Monde
L’ombre coloniale devant la justice belge
_**La famille de Patrice Lumumba attend une décision judiciaire cruciale ce mardi. Elle pourrait ouvrir la voie à un procès historique concernant l’assassinat du premier chef de gouvernement du Congo indépendant.**_
La justice belge doit se prononcer ce mardi sur la possibilité d’un procès pénal inédit. Elle examine la demande de renvoi devant un tribunal d’un ancien diplomate, soupçonné d’avoir été impliqué dans les événements ayant conduit à la mort de Patrice Lumumba en 1961. Cette décision intervient plus de six décennies après les faits et pourrait marquer un tournant judiciaire.
Patrice Lumumba, nommé Premier ministre après l’accession à l’indépendance du Congo le 30 juin 1960, fut renversé quelques mois plus tard. Transféré dans la province sécessionniste du Katanga, il y fut exécuté en janvier 1961. Son corps ne fut jamais restitué. Son discours emblématique lors des cérémonies d’indépendance, dénonçant avec force le système colonial belge, avait profondément marqué les esprits et cristallisé les tensions.

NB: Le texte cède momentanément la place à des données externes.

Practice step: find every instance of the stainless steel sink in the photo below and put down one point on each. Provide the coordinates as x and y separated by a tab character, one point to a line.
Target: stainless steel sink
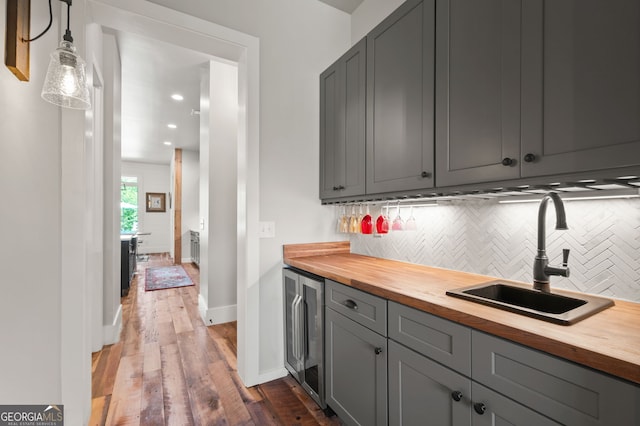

Depuis cette époque, les responsabilités potentielles de certains acteurs belges dans cet assassinat n’ont cessé d’être questionnées. Aucune procédure judiciaire n’a abouti jusqu’à présent. La plainte déposée en 2011 par la famille Lumumba visait initialement plusieurs fonctionnaires et agents belges. Aujourd’hui, un seul d’entre eux, âgé de 93 ans, est toujours en vie et susceptible de devoir répondre de ces accusations devant un tribunal.
Les avocats de la famille estiment qu’un éventuel procès constituerait une première. Jamais une juridiction pénale n’aurait examiné la responsabilité présumée de représentants d’une ancienne puissance coloniale dans la disparition d’un leader de l’indépendance africaine. Les proches de Patrice Lumumba espèrent ainsi obtenir enfin une forme de justice et une clarification définitive des faits.
L’ancien diplomate mis en cause, qui a par la suite mené une longue carrière publique et privée, conteste fermement les accusations portées contre lui. Le parquet fédéral belge lui reproche une participation à des crimes de guerre, liée au transfert illicite et à la détention de Patrice Lumumba. La défense a, quant à elle, plaidé l’irrecevabilité de la procédure en raison du temps écoulé et contesté la qualification juridique retenue.
Cette affaire judiciaire s’inscrit dans un contexte plus large de réexamen du passé colonial. En 2022, la Belgique avait officiellement restitué aux autorités congolaises une relique dentaire de Patrice Lumumba. Lors de cette cérémonie, le gouvernement belge de l’époque avait réitéré ses excuses et reconnu une responsabilité morale dans les événements. La décision attendue ce mardi déterminera si la justice pénale belge va, à son tour, se saisir pleinement de ce dossier.